Vivette demonstra em seu estudo que a fase de desenvolvimento do bebê ainda dentro do útero é um fator importante, mas seus genes e educação também contam no modo como a criança se desenvolverá. "Descobrimos que isso (o estresse) afeta tanto o desenvolvimento mental quanto o emocional do bebê", de acordo com a pesquisadora.

O estudo analisou 123 mulheres e acompanhou o desenvolvimento dos filhos delas até os 18 meses de idade. "Foram identificados dois tipos de estresse. Um é o estresse resultante da ansiedade e de um histórico de transtornos mentais. Mas o outro é o estresse decorrente da relação com o parceiro", afirmou.

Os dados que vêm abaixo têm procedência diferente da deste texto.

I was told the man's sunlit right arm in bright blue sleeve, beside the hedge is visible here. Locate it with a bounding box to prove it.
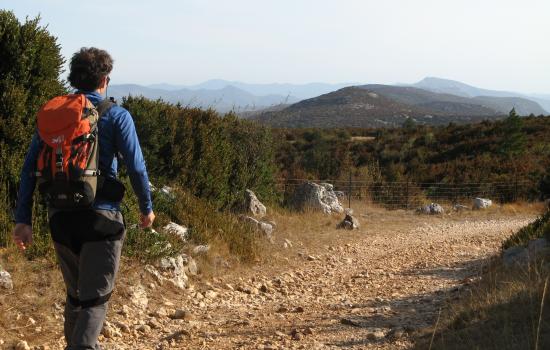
[115,110,155,227]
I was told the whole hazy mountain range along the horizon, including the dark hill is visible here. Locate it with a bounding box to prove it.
[108,78,550,121]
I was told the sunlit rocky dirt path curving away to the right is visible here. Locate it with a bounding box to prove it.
[96,215,534,349]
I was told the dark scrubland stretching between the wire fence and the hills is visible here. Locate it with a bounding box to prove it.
[275,111,550,202]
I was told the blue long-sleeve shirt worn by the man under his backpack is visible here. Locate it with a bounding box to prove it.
[15,92,153,225]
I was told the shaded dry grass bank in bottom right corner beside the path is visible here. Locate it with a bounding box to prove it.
[416,260,550,350]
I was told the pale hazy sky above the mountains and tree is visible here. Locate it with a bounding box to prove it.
[5,0,550,93]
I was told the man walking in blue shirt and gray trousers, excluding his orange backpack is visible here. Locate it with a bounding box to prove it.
[13,47,155,350]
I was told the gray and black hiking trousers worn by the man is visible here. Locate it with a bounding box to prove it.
[50,210,125,350]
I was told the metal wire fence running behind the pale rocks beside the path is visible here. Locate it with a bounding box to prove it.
[277,179,535,209]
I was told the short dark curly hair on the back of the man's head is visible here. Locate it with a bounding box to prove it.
[69,47,113,91]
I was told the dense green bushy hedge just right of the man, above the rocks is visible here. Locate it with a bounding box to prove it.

Pesquisadores já haviam analisado anteriormente que uma criança estaria mais apta a desenvolver problemas comportamentais, distúrbios cognitivos e ansiedade em casos de a mãe ter enfrentado estresse durante a gravidez.

Em pesquisas com animais, os cientistas apontaram que o estresse materno pode ocasionar alterações no desenvolvimento neurológico de seus filhotes no longo prazo.

Durante o seu estudo, Vivette observou que nem todos os bebês haviam sido afetados pelo estresse materno. No entanto, a pesquisadora orientou as mulheres grávidas que relataram estar estressadas a procurar ajuda de um médico. "A maior parte das crianças acaba saindo-se bem. O estresse apenas aumenta os riscos, e os efeitos dele dependem, em primeiro lugar, de uma vulnerabilidade genética. Algumas crianças podem ter mais propensão para serem ansiosas."